Monique Gignac

Monique Gignac est scientifique principale au sein de la Division de recherche sur les produits et les soins de santé à l’Institut de recherche Toronto Western et professeure agrégée à l’École de santé publique Dalla Lana de l’Université de Toronto.

La Dre Gignac a obtenu une maîtrise et un doctorat en psychologie sociale à l’Université de Waterloo, en Ontario, et a fait un stage postdoctoral en gérontologie sociale à l’Université de Guelph. Elle est chercheuse auxiliaire à l’Institut de recherche sur le travail et la santé.

En 2008, la Dre Gignac a été nommée codirectrice scientifique du Réseau canadien de l’arthrite, l’un des Réseaux de centres d’excellence. Elle a siégé au comité d’examen par les pairs des IRSC se penchant sur les dimensions sociales du vieillissement, ainsi qu’à celui sur les subventions de planification et de développement d’équipes. Elle est aussi rédactrice en chef adjointe de la revue Arthritis Care & Research.

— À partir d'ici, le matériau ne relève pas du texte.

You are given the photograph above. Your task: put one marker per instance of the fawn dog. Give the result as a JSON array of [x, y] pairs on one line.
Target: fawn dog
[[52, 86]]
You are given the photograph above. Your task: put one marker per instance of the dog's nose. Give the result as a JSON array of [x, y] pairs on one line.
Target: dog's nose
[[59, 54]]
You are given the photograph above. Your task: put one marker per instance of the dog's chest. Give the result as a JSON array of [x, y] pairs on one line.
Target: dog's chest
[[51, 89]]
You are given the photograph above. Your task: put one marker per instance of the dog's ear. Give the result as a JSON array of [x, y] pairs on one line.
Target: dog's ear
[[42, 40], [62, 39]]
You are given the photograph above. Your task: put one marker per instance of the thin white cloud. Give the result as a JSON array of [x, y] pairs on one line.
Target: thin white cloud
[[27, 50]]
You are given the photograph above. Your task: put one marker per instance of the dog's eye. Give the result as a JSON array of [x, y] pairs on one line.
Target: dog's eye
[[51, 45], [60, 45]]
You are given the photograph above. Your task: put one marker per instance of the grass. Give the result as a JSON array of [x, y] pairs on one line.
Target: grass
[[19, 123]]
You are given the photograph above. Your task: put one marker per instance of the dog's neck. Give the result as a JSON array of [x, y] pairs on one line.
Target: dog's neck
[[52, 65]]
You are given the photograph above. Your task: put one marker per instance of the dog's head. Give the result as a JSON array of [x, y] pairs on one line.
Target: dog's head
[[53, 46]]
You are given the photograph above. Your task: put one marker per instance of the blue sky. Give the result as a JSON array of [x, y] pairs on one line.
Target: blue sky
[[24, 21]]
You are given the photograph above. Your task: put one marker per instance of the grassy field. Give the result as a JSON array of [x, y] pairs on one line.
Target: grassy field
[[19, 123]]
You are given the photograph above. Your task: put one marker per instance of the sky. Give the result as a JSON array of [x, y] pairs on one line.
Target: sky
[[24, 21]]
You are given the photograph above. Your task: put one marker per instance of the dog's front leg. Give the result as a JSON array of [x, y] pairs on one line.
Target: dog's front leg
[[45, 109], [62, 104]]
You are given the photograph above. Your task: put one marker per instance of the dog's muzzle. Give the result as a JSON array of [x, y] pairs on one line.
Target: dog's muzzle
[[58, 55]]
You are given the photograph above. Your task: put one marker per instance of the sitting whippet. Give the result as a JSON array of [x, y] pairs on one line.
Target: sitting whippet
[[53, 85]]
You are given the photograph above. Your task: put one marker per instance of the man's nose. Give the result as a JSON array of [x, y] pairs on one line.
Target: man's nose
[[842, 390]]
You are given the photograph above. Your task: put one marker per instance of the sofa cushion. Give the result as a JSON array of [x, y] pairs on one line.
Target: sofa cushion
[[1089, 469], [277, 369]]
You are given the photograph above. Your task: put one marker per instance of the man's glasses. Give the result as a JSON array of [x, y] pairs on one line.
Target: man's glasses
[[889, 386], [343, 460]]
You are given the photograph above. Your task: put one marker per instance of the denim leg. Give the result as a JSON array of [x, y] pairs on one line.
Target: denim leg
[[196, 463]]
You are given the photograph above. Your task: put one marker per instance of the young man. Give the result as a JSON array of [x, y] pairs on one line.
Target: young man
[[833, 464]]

Ses travaux de recherche portent sur la santé et la psychologie sociale. Elle étudie des facteurs psychosociaux comme le stress et l’adaptation et leur importance pour comprendre l’impact de l’arthrite et d’autres maladies chroniques sur la vie d’adultes tout au long de leur vie. Elle se concentre particulièrement sur les moyens qui permettent aux gens atteints d’une maladie chronique de rester actifs dans leur emploi et de conserver d’autres rôles et activités d’importance

Elle a aussi effectué de la recherche liée au soutien social et à la participation chez les personnes qui souffrent de la maladie d’Alzheimer, d’un accident vasculaire cérébral et du glaucome.

Barbara Swanston

Barbara Swanston est une épouse, une mère, une coach de vie, une amoureuse des chiens et une militante en sensibilisation sur le suicide. Le 21 août 2010, vers midi trente, heure de l’Est, son fils, son beau garçon Terry, a mis fin à ses jours en se tirant une balle à la tête. En commettant ce geste, il a anéanti ses plans, brisé son cœur et détruit son sens de sécurité. Sa vie était changée à jamais.

Mme Swanston s’est demandé comment elle pouvait se fonder sur cet événement tragique pour faire du bien au sein de sa communauté. Elle a écrit une lettre ouverte et l’a envoyée à de nombreuses personnes. Les réponses qu’elle a reçues l’ont épatée. Elle est devenue une militante en sensibilisation sur le suicide, elle veut rendre l’inexprimable communicable et aider à éliminer les préjugés et la honte entourant la maladie mentale et le suicide. Elle rêve d’un monde où le suicide n’existe pas et où personne ne souffre de l’agonie d’une perte attribuable au suicide.

Mme Swanston vit à Campbell River, en Colombie-Britannique, avec son époux Michael et leurs deux chiens. Sa fille, Jen, leur rend visite souvent.